New England Non-Resistance Society
The New England Non-Resistance Society was founded at a special peace convention organized by William Lloyd Garrison, in Boston in September 1838.[1] Leading up to the convention, conservative members of the American Anti-Slavery Society and the American Peace Society expressed discomfort with Garrison's philosophy of "non-resistance" and inclusion of women in public political activities. After conservative attendees opposing Garrison walked out of the convention in protest, those remaining formed the New England Non-Resistance Society.
In the Society's “Declaration of Sentiments” Garrison wrote, "any person without distinction of sex or color, who consents to the principles of this Constitution may become a member and be entitled to speak at its meetings."[1] Twenty of the forty-four signers of the Society’s Declaration were women.[2]

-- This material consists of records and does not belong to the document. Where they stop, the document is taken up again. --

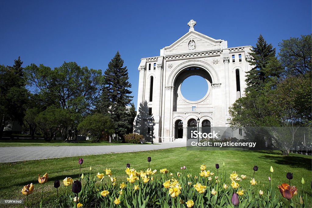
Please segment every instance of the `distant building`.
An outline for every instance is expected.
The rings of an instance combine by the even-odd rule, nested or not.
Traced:
[[[251,47],[228,48],[227,41],[195,31],[196,24],[191,20],[188,32],[161,49],[159,56],[141,59],[134,132],[150,138],[154,130],[155,142],[185,142],[197,119],[202,132],[228,126],[229,108],[246,86]],[[184,98],[181,90],[183,81],[193,75],[203,78],[208,85],[206,95],[195,101]],[[200,90],[194,83],[194,93]],[[243,136],[241,129],[234,134]]]

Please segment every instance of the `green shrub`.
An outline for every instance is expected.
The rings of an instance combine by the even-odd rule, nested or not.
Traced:
[[[135,133],[129,133],[124,135],[126,143],[139,144],[141,140],[144,138],[143,135]]]

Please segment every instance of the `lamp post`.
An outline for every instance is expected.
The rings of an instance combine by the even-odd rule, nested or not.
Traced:
[[[153,138],[154,137],[154,123],[155,123],[155,119],[153,118],[152,120],[152,125],[153,128],[152,128],[152,144],[154,144],[154,142],[153,141]]]
[[[197,142],[199,142],[199,118],[197,118]]]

The Society condemned the use of force in resisting evil, in war, for the death penalty, or in self-defense, renounced allegiance to human government, and because of the anti-slavery cause, favored non-union with the American South. Edmund Quincy (1808-1877), Maria Weston Chapman and William Lloyd Garrison, published the Non-Resistant (1839 - 1840), which lasted only two years but was indicative of the millennial character of parts of the reform movement.[3]
Among the members were Adin Ballou, Amos Bronson Alcott, Maria Weston Chapman, Stephen Symonds Foster, Abby Kelley, Samuel May, Parker Pillsbury, and Henry C. Wright.
Notes
- 1 2 Peter Brock Pacifism in the United States, from the Colonial era to the First World War. Princeton, N.J., Princeton University Press, 1968, pp. 539-42.
- ↑ Yellin, Jean Fagan. 1994. The Abolitionist Sisterhood: Women's Political Culture in Antebellum America. Philadelphia: Library Company of Philadelphia.
- ↑ Malone, Dumas, ed. 1935. Dictionary of American Biography, Vol. VIII, pp. 306-07. New York: Scribner's.